This morning I led a Tampa Audubon Society field trip to Honeymoon Island. At
around noon, towards the end of the walk I located a Western Tanager which we
had superb views of (including scope views down to 40 feet) for about 10
minutes. To get to where the bird was found take the Osprey Trail north from
the parking lot for a couple of hundred yards then take the first trail to
the left. In a hundred yards this trail reaches a "T" intersection. Go right
(north) here and keep going until the trail crosses a very sandy area. Just
after this you will see an area of dead Slash Pines on the left and a small
post with an orange and white top in the vegetation to the left of the trail.
The bird was seen in the trees imediately around this post.

I'm fairly certain that this bird was a first year male based on the
following characters. The head was fairly bright yellow with just a tinge of
greenish on the crown and no red whatsoever, thus ruling out a basic plumaged
adult male. The whole underparts were a bright lemon yellow as was the rump
which contrasted noticeably with the mantle which was a dull grayish green.
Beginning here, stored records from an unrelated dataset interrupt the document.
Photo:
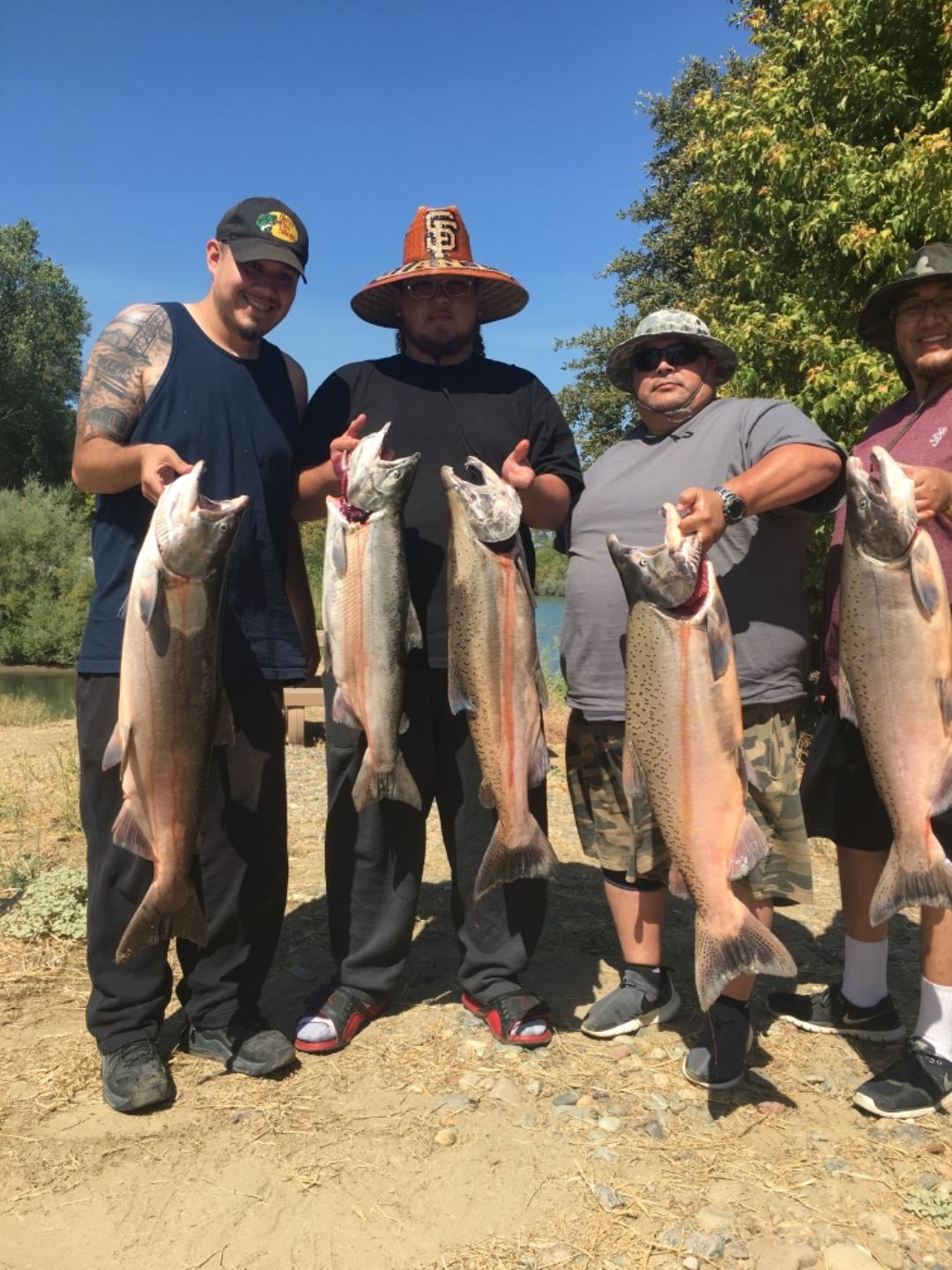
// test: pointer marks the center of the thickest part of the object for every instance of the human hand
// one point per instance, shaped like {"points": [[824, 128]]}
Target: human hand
{"points": [[933, 490], [158, 467], [517, 470], [703, 513], [346, 442]]}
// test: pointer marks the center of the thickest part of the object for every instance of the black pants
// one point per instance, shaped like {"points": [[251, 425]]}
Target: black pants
{"points": [[240, 873], [375, 860]]}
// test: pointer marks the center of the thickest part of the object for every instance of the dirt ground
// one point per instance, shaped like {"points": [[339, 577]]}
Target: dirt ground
{"points": [[426, 1143]]}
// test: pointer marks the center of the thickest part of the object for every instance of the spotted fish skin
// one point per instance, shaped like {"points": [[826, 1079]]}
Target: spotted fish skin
{"points": [[895, 676], [683, 750], [494, 669]]}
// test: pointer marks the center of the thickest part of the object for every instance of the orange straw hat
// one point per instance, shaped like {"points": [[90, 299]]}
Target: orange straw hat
{"points": [[438, 244]]}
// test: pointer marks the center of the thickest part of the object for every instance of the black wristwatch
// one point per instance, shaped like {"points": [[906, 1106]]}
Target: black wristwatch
{"points": [[734, 505]]}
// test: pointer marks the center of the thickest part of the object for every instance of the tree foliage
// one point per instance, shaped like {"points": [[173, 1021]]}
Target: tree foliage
{"points": [[786, 187], [42, 324]]}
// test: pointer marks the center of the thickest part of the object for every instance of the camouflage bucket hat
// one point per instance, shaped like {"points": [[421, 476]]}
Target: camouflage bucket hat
{"points": [[932, 262], [668, 322]]}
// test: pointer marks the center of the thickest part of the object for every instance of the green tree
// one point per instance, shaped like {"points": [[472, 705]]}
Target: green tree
{"points": [[786, 185], [42, 324]]}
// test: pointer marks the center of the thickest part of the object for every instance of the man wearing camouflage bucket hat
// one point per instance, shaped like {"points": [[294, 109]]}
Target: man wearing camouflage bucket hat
{"points": [[447, 400], [744, 474], [911, 320]]}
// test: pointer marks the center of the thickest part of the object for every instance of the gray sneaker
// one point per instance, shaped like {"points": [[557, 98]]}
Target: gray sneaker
{"points": [[639, 1001], [249, 1048], [135, 1077]]}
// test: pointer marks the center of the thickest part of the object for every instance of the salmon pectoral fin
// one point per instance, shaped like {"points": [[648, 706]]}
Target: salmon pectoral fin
{"points": [[374, 785], [926, 577], [504, 863], [720, 644], [129, 833], [343, 712], [847, 706], [414, 631], [720, 959], [911, 888], [749, 848], [150, 926], [115, 750]]}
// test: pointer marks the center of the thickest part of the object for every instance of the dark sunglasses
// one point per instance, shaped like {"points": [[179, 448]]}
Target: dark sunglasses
{"points": [[675, 355]]}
Pyle states that such yellow headed birds showing an obvious contrast between
the rump and mantle are first year males. The wings were a dull grayish brown
with two very prominent wingbars. The lower of these (on the greater coverts)
was a distinct buffish white and longer and slightly narrower than the upper
wing bar. The upper wing bar (on the median coverts) was shorter and thicker
and very obviously bright yellow. the tail was a dark grayish brown and very
slightly forked. The bill was a dull orange with a dark culmen. The bird was
not heard calling. It was last seen in a cabbage palm on the right (east)
side of the trail just a few yards north of the orange and white stick.

Also seen on Honeymoon today were a Nashville Warbler (first 100 yards of
Osprey Trail) , Cliff Swallow (over Bird Observation Area) and a juvenile
Pectoral Sandpiper at the Bird Observation Area. All these species are
relatively scarce on Honeymoon. We also saw 3 Snowy Plovers at the Pet Beach
and a Great Horned Owl on the Osprey Trail.